Economics is not as difficult to understand as politicians, the main stream media or too many Econ 101 profs make it out to be.

Every day for more than a decade at his web site Cafe Hayek Donald Boudreaux has provided coherent and valuable proof that basic principles like supply and demand — and more complicated, less intuitive things like the mutual benefits of free trade between peaceful nations — can be made explicable to the average man in the street.

Boudreaux, Wikipedia says, is “an American libertarian economist, author, professor, and co-director of the Program on the American Economy and Globalization at the Mercatus Center at George Mason University.”

But he’s really a good economist who writes like a good journalist.

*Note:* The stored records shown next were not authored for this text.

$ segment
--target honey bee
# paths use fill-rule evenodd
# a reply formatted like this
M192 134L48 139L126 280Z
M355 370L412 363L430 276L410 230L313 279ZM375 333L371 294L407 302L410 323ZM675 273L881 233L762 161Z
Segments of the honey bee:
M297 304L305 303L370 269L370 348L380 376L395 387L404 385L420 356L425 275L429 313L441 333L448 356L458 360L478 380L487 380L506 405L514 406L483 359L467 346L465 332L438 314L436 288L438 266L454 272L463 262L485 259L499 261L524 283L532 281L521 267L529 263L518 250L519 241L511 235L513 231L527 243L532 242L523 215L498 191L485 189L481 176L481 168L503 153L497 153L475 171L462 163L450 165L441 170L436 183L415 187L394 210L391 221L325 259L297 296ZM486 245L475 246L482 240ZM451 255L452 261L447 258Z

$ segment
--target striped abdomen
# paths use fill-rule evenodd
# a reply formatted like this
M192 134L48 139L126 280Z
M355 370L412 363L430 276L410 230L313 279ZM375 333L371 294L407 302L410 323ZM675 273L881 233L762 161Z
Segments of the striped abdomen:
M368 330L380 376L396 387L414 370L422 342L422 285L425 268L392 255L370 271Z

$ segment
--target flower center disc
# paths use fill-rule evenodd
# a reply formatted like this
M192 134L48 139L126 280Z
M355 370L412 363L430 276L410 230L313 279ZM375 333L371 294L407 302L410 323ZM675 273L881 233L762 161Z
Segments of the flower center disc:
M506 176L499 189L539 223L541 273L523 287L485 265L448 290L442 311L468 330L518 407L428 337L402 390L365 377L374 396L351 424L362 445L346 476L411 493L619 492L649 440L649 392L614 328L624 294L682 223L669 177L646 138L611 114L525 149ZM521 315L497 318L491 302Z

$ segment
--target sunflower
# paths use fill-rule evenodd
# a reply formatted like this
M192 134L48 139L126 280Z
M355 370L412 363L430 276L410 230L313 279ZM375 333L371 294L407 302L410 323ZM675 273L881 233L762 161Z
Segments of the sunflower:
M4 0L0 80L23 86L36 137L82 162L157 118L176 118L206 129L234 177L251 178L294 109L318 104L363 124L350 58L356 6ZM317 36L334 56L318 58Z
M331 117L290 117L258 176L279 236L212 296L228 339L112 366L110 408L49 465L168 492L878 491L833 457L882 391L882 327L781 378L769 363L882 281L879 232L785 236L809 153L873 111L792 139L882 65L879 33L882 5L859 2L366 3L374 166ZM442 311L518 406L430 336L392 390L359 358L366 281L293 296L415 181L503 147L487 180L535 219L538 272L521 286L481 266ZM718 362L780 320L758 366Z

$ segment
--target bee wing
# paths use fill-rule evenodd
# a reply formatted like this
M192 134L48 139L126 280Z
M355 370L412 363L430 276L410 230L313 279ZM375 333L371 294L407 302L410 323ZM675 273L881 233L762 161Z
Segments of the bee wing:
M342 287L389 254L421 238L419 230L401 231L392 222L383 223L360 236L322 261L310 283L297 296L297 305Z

Here, with this little lesson from today’s edition of Cafe Hayek about the importance of always looking at the broad and long-term impact of any economic activity, is simple but elegant proof of Boudreaux’s communications skills:

I am increasingly struck and distressed by how much of modern economics – economics since the time of J.M. Keynes (1883-1946) – is an elaborate practice of assuring the man-in-the-street that his economically untutored sense of the way economies work is, in fact, spot-on correct. The man-in-the-street, seeing only what Deirdre McCloskey calls the “first act” of economic phenomena, concludes that the first act is all that there is.

Does freer trade reduce domestic employment? The man-in-the-street concludes that it does because the man-in-the-street sees only the jobs lost to imports. Do minimum wages improve the welfare of low-paid workers? The man-in-the-street concludes that it does because the man-in-the-street never bothers to ask how employers and employees will adjust to mandated higher labor costs. Does more government spending improve the economy? The man-in-the-street concludes that it does because the man-in-the-street sees only the increased output and employment of those firms that receive the government spending. Must the government act to “correct” externalities? The man-in-the-street concludes that it must because the man-in-the-street neither bothers to ponder the processes that give rise to the apparent externalities nor questions the ability or willingness of government officials to act in the public interest.

If modern astronomy were akin to modern economics, a great deal of modern astronomy (although by no means all of it) would be devoted to explaining – with the use of fantastic mathematics and elaborate empirical demonstrations – that the man-in-the-street has been correct all along in believing that the sun and the planets and the stars all revolve around a stationary earth.